July 1: A Cat in Paris/Une vie de chat (2010 -- Jean-Loup Felicioli & Alain Gagnol)

★★★

While some theaters this summer have shown images of an exploding TV to counter-attack against watching movies at home, a film like A Cat in Paris is a much more persuasive argument.  The rich color, smart imagery, and unique instability of frame-to-frame animation in this little movie are as strong an argument for the big screen as need be made.  

In fact, I would have almost been content with no dialog at all in this visionfest of a film.  Nearly every unique frame is interesting and engaging, whether it’s the images of characters dancing across rooftops and up gutters or fantasy scenes of a menacing octopus or a rampaging African figurine.  The animation of night, when most of the film occurs, lets the artists create contrast and shadows that give the film depth.  In fact, I almost mistook the opening for 3-D.  Many of the images have witty content, too.  There’s a clever reference to the cat and the moon, and the tour-de-force ending has an intelligent reference to King Kong as well as kung fu movies and Victor Hugo.  In the fluid freedom that directors Felicioli and Gagnol find in this animation, a long-suffering pooch experiences visually-varied ways to suffer, and character movement is more a flow than a mechanical change of position.  The film’s wit and freedom are on special display in a night scene where characters in the dark are at first invisible, then seen from the cat’s perspective as outlines, then seen as Picasso-like shapes as the outlines shift.  And throughout the film, the hand-drawn frames fail to match up exactly, giving the film a continually changing, unstable quality even as the overall gist of the action remains quite clear.  A Cat in Paris is a visual delight.

That’s not to say that there aren’t some problems here.  The tone of the film is uneven, jumping too quickly from one extreme emotion to another.  This is especially true of the mother and of Costa, the villain.  In fact, Costa is even distracting at times, stretching out his rants a bit too long and raving unimpressively.   And not only is Costa not up to par, but the film starts grinding gears when he’s on screen too long.  His pursuit of Zoe could have been another of the several intense, bravura set pieces of the film, but Costa stops the scene and dilutes its energy with a silly berating of one of his hapless flunkies.  And this gang of accomplices adds little humor or sympathy as a whole.

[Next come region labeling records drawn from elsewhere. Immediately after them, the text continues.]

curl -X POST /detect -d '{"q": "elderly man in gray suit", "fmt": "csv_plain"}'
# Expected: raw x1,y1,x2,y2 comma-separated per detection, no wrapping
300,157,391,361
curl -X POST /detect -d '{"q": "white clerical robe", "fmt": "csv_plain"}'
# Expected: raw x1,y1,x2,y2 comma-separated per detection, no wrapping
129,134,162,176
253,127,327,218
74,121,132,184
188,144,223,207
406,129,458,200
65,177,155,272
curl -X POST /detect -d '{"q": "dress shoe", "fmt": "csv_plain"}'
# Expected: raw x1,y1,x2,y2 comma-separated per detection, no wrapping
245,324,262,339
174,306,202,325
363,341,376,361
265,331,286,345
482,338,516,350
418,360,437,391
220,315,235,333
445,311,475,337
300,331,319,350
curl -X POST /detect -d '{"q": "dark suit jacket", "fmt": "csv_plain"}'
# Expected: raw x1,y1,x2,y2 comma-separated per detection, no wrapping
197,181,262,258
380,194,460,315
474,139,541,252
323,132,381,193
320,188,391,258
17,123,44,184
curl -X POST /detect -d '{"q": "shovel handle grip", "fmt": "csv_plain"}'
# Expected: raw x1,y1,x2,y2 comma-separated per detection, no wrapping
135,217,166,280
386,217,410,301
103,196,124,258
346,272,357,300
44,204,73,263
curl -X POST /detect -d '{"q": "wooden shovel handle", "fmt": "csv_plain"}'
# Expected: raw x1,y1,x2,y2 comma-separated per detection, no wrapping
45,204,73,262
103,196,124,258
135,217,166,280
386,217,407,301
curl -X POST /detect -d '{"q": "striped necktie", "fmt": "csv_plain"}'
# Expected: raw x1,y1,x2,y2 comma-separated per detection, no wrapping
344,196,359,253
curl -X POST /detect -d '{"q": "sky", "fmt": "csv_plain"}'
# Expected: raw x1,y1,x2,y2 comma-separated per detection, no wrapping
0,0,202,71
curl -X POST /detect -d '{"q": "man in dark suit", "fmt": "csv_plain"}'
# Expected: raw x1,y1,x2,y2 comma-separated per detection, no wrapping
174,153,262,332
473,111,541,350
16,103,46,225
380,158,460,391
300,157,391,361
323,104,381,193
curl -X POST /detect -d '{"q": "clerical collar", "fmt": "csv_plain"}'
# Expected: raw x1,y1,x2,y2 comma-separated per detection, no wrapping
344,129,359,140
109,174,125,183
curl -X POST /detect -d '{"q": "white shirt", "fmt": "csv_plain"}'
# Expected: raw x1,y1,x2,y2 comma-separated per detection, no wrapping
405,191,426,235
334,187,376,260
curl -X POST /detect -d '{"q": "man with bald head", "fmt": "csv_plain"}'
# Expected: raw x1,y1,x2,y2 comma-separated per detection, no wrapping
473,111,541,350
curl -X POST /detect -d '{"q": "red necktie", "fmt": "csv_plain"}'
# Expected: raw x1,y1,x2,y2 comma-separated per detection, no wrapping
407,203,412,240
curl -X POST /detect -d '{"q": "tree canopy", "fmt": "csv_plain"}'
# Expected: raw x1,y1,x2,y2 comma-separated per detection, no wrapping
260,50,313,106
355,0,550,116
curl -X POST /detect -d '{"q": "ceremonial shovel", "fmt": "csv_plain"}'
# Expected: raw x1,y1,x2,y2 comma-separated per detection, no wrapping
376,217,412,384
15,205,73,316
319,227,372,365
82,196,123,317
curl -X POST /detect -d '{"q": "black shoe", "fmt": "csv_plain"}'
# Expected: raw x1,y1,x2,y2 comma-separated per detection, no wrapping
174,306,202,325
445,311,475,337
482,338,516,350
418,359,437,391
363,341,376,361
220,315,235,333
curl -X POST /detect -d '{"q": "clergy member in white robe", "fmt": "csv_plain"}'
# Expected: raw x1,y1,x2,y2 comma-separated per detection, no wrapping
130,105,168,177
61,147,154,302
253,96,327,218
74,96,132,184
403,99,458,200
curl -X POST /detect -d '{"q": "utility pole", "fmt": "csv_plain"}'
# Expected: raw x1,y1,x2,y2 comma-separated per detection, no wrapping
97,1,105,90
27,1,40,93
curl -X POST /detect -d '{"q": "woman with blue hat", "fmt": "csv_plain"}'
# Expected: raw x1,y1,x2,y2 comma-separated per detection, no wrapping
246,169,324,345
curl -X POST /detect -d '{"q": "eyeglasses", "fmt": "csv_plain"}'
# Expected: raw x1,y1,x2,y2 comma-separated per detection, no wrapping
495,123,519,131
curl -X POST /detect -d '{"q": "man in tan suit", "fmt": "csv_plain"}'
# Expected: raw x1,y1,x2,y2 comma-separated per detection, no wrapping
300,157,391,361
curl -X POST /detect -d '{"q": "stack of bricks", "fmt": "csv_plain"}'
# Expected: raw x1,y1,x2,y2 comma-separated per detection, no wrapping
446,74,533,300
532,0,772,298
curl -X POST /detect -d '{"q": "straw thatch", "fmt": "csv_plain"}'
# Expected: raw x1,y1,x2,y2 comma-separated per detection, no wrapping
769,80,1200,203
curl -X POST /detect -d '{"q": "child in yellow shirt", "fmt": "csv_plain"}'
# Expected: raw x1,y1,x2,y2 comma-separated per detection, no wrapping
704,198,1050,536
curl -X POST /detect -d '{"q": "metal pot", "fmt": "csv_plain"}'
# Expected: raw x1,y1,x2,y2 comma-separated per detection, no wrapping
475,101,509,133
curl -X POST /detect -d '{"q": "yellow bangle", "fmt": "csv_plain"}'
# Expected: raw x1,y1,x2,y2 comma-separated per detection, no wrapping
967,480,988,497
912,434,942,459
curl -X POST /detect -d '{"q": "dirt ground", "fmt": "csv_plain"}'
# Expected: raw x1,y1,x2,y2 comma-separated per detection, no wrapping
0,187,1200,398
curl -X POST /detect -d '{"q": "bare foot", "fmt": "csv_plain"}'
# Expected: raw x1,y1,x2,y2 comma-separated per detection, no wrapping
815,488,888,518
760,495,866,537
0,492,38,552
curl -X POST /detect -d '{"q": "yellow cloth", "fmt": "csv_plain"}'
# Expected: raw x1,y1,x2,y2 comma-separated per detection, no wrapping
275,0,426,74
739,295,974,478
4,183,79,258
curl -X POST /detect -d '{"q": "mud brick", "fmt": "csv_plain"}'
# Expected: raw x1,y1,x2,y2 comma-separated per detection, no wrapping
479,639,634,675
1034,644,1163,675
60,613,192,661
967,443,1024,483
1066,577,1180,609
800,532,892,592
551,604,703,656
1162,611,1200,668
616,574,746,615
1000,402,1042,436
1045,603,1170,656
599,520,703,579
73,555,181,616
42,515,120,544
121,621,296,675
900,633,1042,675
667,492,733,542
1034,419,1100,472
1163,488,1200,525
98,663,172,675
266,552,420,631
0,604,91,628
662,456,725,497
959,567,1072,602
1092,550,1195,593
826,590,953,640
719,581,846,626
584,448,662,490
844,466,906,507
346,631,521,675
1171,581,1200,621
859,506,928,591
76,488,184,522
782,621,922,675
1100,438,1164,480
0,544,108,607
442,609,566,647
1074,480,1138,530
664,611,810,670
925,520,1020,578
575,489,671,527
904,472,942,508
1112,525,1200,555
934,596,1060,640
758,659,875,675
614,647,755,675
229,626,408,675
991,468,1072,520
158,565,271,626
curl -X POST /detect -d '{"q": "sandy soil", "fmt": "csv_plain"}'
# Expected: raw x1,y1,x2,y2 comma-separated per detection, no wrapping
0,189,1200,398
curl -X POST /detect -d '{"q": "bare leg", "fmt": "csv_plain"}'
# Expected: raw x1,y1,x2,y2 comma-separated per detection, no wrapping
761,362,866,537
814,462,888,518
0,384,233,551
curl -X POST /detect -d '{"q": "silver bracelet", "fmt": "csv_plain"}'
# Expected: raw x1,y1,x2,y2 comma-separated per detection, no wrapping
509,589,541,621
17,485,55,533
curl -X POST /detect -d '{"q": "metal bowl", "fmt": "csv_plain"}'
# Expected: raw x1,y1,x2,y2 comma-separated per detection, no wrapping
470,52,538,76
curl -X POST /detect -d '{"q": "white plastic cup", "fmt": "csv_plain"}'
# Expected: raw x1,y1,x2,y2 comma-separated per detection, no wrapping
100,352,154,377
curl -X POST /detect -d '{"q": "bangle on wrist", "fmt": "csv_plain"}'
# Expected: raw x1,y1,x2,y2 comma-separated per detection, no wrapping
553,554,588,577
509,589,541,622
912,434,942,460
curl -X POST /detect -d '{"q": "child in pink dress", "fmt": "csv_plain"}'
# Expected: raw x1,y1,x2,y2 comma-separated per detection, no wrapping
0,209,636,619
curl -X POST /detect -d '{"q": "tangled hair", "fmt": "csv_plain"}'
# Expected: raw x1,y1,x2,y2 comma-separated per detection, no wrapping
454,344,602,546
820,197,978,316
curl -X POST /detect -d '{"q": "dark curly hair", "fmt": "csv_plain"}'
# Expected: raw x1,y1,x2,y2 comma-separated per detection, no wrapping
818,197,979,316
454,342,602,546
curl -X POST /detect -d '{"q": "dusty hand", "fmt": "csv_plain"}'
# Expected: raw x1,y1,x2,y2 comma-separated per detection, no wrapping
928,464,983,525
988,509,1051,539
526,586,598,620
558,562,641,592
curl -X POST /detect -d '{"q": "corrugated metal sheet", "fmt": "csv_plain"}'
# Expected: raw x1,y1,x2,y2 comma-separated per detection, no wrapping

I also wondered if there’s a problem with the translation.  I watched the English version of the film, and some of the lines had the awkward feeling of animee translations.  And most of the English vocal talent lacks the range that might complement the visuals of the movie.  I especially wonder whether the failure of Costa for me is actually the failure of voice actor JB Blanc.

Despite these problems of tone, range and pacing, A Cat in Paris is a very worthwhile investment of time.  The visuals and the intelligence of the animation more than compensate for whatever other directorial misjudgments there are.